Accompanying drawing explanation
Fig. 1 is Chinese text automatic calibration schematic flow sheet of the present invention;
Fig. 2 is that the present invention carries out preprocessing process schematic diagram to Chinese text to be corrected;
Fig. 3 is that the present invention adopts input through keyboard to obtain Chinese text process schematic to be corrected;
Fig. 4 is that the present invention adopts phonetic entry to obtain Chinese text process schematic to be corrected;
Fig. 5 is that the voice signal in knowledge based storehouse of the present invention is to Chinese Character Recognition process schematic;
Fig. 6 is the detailed process schematic diagram of Chinese text automatic error-correcting of the present invention.
Embodiment
Below in conjunction with drawings and Examples, the invention will be further described.
Fig. 1 is Chinese text automatic calibration schematic flow sheet of the present invention.
Refer to Fig. 1, Chinese text auto-correction method provided by the invention, comprises the steps:
A) input wait proofread Chinese text, by simple sentence, participle pre-service is carried out to Chinese text; Voice or input through keyboard is adopted to wait to proofread Chinese text, described pre-service comprises treating check and correction Chinese text arrangement grammar mistake and carrying out pattern match inspection input, treat that check and correction Chinese text can adopt voice or input through keyboard, keyboard input process is as shown in Figure 3: encode to words in advance, keystroke signal is converted to the code sequence that computing machine accepts, and described code sequence is associated with word coding method; Phonetic entry process is as shown in Figure 4 and Figure 5: receive the phonetic entry from microphone and transfer the voice flow that computing machine can receive to, the combination of Pattern matching generating candidate words word is carried out to voice flow, utilizes language model to identify the combination of candidate word word.

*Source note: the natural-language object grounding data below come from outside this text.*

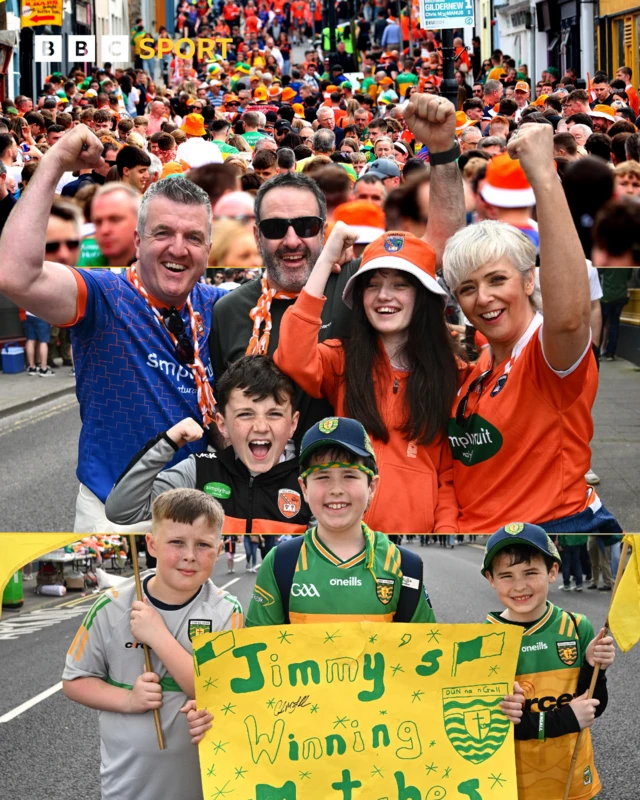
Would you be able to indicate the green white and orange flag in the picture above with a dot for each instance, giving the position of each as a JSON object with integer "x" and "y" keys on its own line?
{"x": 624, "y": 614}
{"x": 18, "y": 549}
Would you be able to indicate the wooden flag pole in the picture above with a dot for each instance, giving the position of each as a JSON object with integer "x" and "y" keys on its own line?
{"x": 147, "y": 655}
{"x": 596, "y": 669}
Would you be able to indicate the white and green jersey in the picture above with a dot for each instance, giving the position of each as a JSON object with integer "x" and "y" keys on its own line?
{"x": 132, "y": 766}
{"x": 326, "y": 588}
{"x": 552, "y": 670}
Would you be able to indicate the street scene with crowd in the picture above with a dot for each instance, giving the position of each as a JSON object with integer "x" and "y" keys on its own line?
{"x": 333, "y": 298}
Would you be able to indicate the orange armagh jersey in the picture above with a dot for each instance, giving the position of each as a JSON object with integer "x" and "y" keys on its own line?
{"x": 524, "y": 449}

B) individual character, double word or three words and above loose string thereof that occur in participle text are searched by simple sentence.
C) adopt N-gram model to judge continuously the loose string occurred in participle text, and each simple sentence is checked to the mistake of text word level in conjunction with inside word probability; As follows to the deterministic process of three words and above loose string thereof: to judge that in loose string, each word becomes separately the probability of word, determine the first error constant, the binary word model that continues is adopted to judge that adjacent two words become the probability of word successively, determine the second error constant, the ternary word model that continues is adopted to judge that adjacent three words become the probability of word successively, determine the 3rd error constant, all error constants are added the terminal error coefficient determining text word level; N-Gram is a kind of language model conventional in large vocabulary continuous speech recognition, for Chinese, is referred to as Chinese language model (CLM, ChineseLanguageModel).
D) construct correcting knowledge sets and generate error correction candidate text; Specifically can adopt text based error characteristic and the various correcting knowledge sets of likelihood match method construct, described correcting knowledge sets comprises wrongly written character dictionary, easily obscures words allusion quotation, similar code dictionary and/or the two-way dictionary of word drive; Select for the ease of user, the present invention also can sort to the error correction candidate text generated, described sequencer procedure is as follows: use each error correction candidate text to replace former Error Text, step b is repeated to the simple sentence after replacing) and step c) carry out debugging process again and obtain corresponding error constant, according to error constant size order, error correction candidate text is sorted.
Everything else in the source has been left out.